Discussion in 'The War In The Air' started by PeteT, Jul 19, 2012.

  1. Nigelk

    Nigelk Junior Member

    Many thanks for your replies, I'm almost beginning to feel confident about this now, heading and fall spring to mind, though!

    I'm assuming the Universities didn't suddenly 'empty' of students who fitted the various 'cohort' ages, but do you think it may well have been the case that some students were deferred simply because there may have been too many people to potentially enlist?

    A possible example might be a student who registers in autumn '39 as being in the 'cohort' age and then has his enlistment deferred by whichever service they wanted to join until after his studies regardless of the type of course they are studying and potentially regardless of them being a student. Is that a likely scenario?

    I suppose what I'm also asking is at the start of the war were there more people at enlistment age than the armed forces could actually deal with/need?

    Also, with regard to volunteering for the RAF was it the case that some 19/20/21 year olds were deferred for a period of more than a year after the outbreak of war simply because there were already enough volunteers?

    I think that's it ........... thanks in advance, regards, Nigel
  2. PeteT

    PeteT Senior Member


    Personnel did not always get called up immediately after fulfilling their obligation to register; as an example, the RAF held personnel on reserve for six months.

    Do you have a specific person with specific dates that you are researching?


  3. Drayton

    Drayton Senior Member


    Thanks for that clarification about "postponement". I am more familiar with National Service liability for students post-1945, by which time "deferment" seems to have come into use.

    On the main point, we certainly agree that in WW2 all men, including students, had to register on their designated cohort date, regardless of whether they then got a postponement certificate.
  4. Nigelk

    Nigelk Junior Member

    Gentlemen, many thanks.

    Pete, I'm not researching anyone in particular, over the last few months I've been reading about Bomber Command and starting penning a 'fictional' crew. The more you scratch the surface the more you find which is what got me researching enlistment just to understand how young men actually got to join the armed forces.

    It's easy to imagine thousands of people trying to join up on Sept 3/4, but that never actually happened in reality!

    I wonder if you think the scenario whereby a 19 year old University student at the outbreak of war could volunteer for the air force at some stage and not actually end up commencing their training until 1941 is actually valid or not?

    Also, my understanding is that at the start of the war 18-20 year olds were not originally required, but could they still volunteer in the early weeks of the war and await call-up at a later date?

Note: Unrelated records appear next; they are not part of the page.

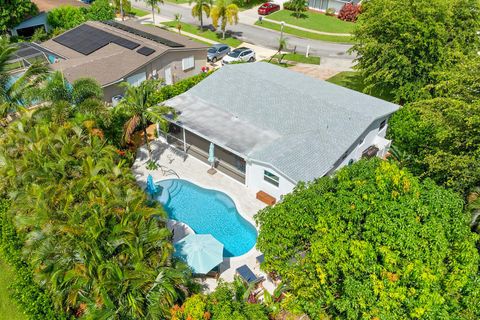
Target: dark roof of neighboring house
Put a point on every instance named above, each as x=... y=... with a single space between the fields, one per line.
x=112 y=62
x=299 y=125
x=47 y=5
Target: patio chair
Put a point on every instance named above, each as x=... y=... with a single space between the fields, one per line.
x=247 y=275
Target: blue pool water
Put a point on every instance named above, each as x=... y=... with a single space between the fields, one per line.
x=208 y=211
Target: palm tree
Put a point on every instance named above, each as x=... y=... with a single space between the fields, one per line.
x=200 y=7
x=154 y=4
x=177 y=19
x=141 y=104
x=226 y=11
x=16 y=92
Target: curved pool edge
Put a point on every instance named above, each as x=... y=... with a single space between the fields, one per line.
x=235 y=202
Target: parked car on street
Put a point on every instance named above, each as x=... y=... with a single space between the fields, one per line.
x=242 y=54
x=267 y=8
x=217 y=52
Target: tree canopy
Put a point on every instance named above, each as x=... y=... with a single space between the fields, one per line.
x=13 y=12
x=402 y=44
x=441 y=139
x=373 y=242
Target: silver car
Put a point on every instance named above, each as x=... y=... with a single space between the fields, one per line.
x=217 y=52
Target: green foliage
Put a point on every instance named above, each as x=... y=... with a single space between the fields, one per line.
x=225 y=12
x=66 y=17
x=13 y=12
x=229 y=301
x=16 y=95
x=442 y=136
x=95 y=246
x=29 y=295
x=101 y=10
x=403 y=44
x=373 y=242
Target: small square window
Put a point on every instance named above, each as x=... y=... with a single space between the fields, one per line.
x=271 y=178
x=188 y=63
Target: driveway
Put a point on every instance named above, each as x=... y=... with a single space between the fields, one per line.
x=257 y=35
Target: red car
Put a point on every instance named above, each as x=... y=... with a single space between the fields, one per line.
x=267 y=8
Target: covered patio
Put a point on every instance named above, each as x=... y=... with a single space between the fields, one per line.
x=177 y=164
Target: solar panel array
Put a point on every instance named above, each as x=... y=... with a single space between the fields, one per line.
x=86 y=39
x=144 y=34
x=146 y=51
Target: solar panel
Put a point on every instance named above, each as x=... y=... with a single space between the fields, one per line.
x=86 y=39
x=146 y=51
x=143 y=34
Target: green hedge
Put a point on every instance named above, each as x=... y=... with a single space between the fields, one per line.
x=29 y=296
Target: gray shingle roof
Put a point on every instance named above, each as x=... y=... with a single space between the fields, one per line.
x=302 y=125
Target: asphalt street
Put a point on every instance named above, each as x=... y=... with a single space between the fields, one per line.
x=256 y=35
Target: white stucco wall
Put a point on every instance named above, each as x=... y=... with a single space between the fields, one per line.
x=368 y=138
x=255 y=171
x=255 y=181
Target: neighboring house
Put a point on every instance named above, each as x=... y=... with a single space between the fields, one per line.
x=323 y=5
x=29 y=25
x=273 y=127
x=113 y=52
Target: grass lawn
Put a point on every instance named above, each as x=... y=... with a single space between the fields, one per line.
x=304 y=34
x=8 y=308
x=353 y=80
x=314 y=20
x=139 y=12
x=178 y=1
x=300 y=58
x=275 y=62
x=217 y=37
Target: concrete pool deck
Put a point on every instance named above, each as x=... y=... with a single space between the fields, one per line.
x=175 y=164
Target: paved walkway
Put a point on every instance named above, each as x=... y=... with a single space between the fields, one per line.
x=308 y=30
x=194 y=170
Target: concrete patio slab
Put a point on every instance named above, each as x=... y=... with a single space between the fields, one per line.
x=175 y=164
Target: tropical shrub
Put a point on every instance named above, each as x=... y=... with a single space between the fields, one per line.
x=228 y=301
x=349 y=12
x=330 y=12
x=402 y=47
x=66 y=17
x=101 y=10
x=95 y=246
x=29 y=295
x=13 y=12
x=295 y=5
x=373 y=242
x=442 y=138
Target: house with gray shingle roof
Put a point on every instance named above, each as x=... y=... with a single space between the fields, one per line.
x=273 y=127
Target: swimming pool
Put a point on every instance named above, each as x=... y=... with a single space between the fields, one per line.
x=208 y=211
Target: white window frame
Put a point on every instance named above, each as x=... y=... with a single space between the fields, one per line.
x=270 y=178
x=188 y=63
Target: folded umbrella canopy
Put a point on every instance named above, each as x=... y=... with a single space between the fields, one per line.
x=202 y=252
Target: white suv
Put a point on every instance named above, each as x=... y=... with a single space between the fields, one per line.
x=242 y=54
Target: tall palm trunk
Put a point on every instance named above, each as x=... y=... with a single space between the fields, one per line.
x=153 y=15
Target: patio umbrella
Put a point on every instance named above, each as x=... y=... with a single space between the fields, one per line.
x=152 y=189
x=211 y=153
x=202 y=252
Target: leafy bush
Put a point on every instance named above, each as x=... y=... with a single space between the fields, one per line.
x=101 y=10
x=67 y=17
x=295 y=5
x=373 y=242
x=350 y=12
x=330 y=12
x=28 y=294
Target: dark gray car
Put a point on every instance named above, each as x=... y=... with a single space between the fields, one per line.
x=217 y=52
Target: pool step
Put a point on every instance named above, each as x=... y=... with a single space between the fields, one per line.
x=174 y=189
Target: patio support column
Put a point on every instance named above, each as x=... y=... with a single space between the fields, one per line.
x=184 y=141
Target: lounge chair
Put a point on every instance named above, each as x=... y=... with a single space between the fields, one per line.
x=247 y=275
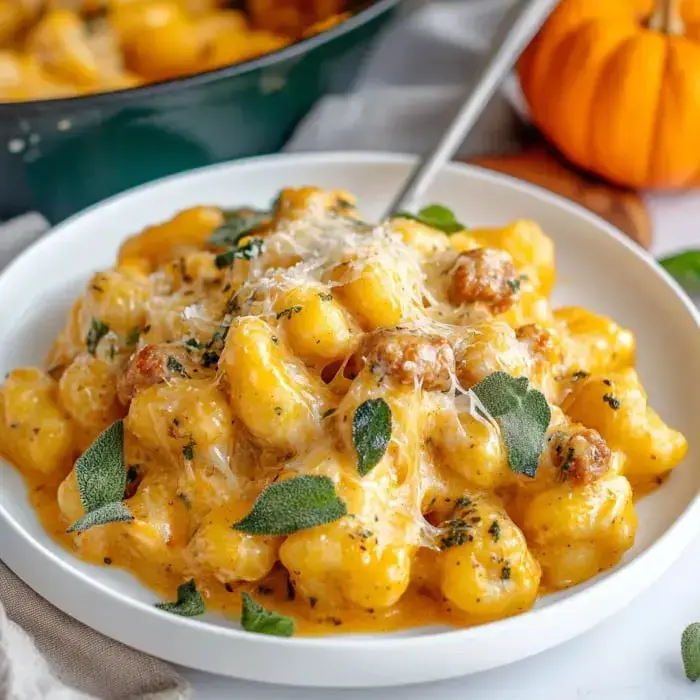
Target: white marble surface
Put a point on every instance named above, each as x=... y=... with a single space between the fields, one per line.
x=633 y=656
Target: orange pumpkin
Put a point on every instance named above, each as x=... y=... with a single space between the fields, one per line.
x=615 y=85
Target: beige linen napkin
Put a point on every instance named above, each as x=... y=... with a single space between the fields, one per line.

I've read your excellent summary above so many times I think I'm going round in circles!

    Regards, Nigel
  5. PeteT

    PeteT Senior Member


    I notice that you are now talking about him volunteering, which is a different scenario to him being "called up for service" (as there are no obligatory registration dates involved)

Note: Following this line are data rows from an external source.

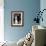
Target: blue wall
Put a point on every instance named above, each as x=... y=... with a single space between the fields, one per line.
x=29 y=7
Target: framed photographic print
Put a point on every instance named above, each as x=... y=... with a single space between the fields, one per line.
x=17 y=18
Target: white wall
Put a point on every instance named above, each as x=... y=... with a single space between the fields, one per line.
x=43 y=6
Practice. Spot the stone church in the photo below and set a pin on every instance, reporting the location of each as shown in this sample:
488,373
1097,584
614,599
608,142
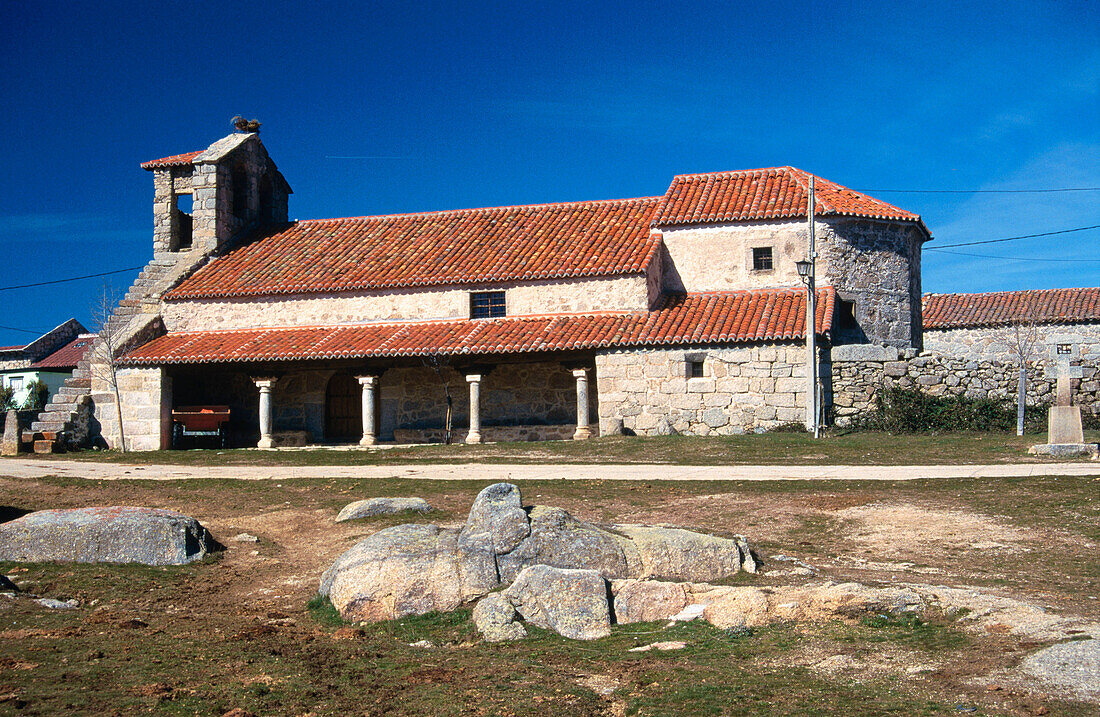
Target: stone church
675,313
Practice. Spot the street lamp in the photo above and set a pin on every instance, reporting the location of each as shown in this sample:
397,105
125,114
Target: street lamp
805,269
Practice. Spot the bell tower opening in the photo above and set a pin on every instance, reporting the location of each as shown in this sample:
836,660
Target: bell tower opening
185,222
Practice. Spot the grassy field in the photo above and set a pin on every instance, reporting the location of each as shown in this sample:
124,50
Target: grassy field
793,449
243,629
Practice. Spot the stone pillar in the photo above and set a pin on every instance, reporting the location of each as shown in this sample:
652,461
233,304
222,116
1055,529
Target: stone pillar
370,431
582,405
265,386
474,434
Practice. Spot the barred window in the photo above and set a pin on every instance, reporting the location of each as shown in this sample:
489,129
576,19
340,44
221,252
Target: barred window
761,258
486,305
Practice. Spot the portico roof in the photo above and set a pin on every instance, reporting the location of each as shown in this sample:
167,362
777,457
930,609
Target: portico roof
710,318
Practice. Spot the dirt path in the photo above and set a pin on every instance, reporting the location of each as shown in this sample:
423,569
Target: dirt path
32,467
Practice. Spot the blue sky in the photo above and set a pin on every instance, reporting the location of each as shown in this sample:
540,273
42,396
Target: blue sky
447,105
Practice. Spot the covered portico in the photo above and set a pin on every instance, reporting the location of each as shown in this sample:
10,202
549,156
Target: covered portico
400,400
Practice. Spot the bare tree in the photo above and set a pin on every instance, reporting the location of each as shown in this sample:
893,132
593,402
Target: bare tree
102,359
439,364
1023,339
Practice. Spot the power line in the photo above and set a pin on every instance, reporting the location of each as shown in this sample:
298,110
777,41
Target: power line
74,278
985,191
1013,258
1009,239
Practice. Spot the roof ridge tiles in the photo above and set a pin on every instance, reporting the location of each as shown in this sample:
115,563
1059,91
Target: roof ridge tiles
468,210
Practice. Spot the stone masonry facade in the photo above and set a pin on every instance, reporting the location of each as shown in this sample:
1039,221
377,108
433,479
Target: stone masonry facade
876,265
537,398
743,389
729,388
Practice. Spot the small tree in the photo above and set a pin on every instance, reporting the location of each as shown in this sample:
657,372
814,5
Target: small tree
102,359
1023,338
439,364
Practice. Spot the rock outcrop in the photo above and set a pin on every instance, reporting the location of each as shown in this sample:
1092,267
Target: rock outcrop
725,606
373,507
106,535
572,603
410,570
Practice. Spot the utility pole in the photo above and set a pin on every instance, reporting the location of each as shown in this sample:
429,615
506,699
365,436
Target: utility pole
812,319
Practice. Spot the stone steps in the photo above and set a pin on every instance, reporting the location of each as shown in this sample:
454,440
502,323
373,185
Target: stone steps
55,421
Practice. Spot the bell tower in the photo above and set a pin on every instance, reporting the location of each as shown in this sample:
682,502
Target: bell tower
204,199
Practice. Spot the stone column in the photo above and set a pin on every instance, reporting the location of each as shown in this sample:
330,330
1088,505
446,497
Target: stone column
265,386
370,431
474,434
582,405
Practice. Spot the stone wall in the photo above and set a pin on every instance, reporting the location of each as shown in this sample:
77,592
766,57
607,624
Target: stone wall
210,183
873,264
493,433
743,389
600,294
999,343
146,406
858,373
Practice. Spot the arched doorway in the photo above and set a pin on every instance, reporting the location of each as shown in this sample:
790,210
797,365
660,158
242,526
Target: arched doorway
343,409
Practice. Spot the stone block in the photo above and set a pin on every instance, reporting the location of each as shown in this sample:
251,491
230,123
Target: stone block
1064,425
895,368
788,415
790,385
701,385
779,399
715,417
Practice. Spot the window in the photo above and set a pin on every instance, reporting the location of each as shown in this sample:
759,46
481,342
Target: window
239,180
486,305
185,223
761,258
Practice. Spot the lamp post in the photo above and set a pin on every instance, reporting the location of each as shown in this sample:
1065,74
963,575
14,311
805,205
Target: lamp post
806,274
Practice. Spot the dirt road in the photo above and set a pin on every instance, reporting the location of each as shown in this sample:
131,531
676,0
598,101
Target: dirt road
33,467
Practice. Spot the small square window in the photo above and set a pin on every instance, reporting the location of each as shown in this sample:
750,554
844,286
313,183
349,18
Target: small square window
486,305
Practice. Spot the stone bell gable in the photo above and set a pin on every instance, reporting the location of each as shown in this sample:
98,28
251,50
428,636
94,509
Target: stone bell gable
674,312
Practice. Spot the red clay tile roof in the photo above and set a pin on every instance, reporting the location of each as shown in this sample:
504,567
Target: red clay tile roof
1001,308
174,161
734,317
68,355
777,192
462,246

    Assuming he volunteered in September / October 1939, was accepted and passed his medical, he would have been placed on the register of men available to the armed services.

    In your example his name would have been on that register for over a year .... whether that is a realistic scenario I don't know (my research to date has not thrown up that particular set of circumstances). However , with the number of men involved it may well be a hypothetical possibility.


  6. Nigelk

    Nigelk Junior Member

    Pete, Thanks for the response, I've been thinking about this all evening and I think I've now narrowed my quest down to the following points/questions:

    1) My understanding is that 18 - 20 year olds were not orginally subject to enlistment/registering at the outbreak of war in Sept '39 - in which case when were they? I guess the answer to that lies in Parker?

    2) Re: my 19 year old - if they were 20, in say the summer of 1940, could they hypothetically have then volunteered for the RAF (having been 'exempted' until their 20th birthday), remain on the register for 6 months or so and then get called up in 1941? Or, would their enlistment date have 'caught' them up by then?

    3) Was it the case that the average age of Bomber Command pilots became 'younger' as the war went on i.e. as the war progressed, each year there was always a new 'pool' of 18 year olds joining up to be trained, whereas at the start of the war the pool of potential trainees/pilots included more older recruits until the enlistment age was lowered to include 18-20 year olds?

    In reality, I would love to know what proportion of pilots in Bomber Command undertaking their first operational tours in 1943 were, if at all, aged 22 and over.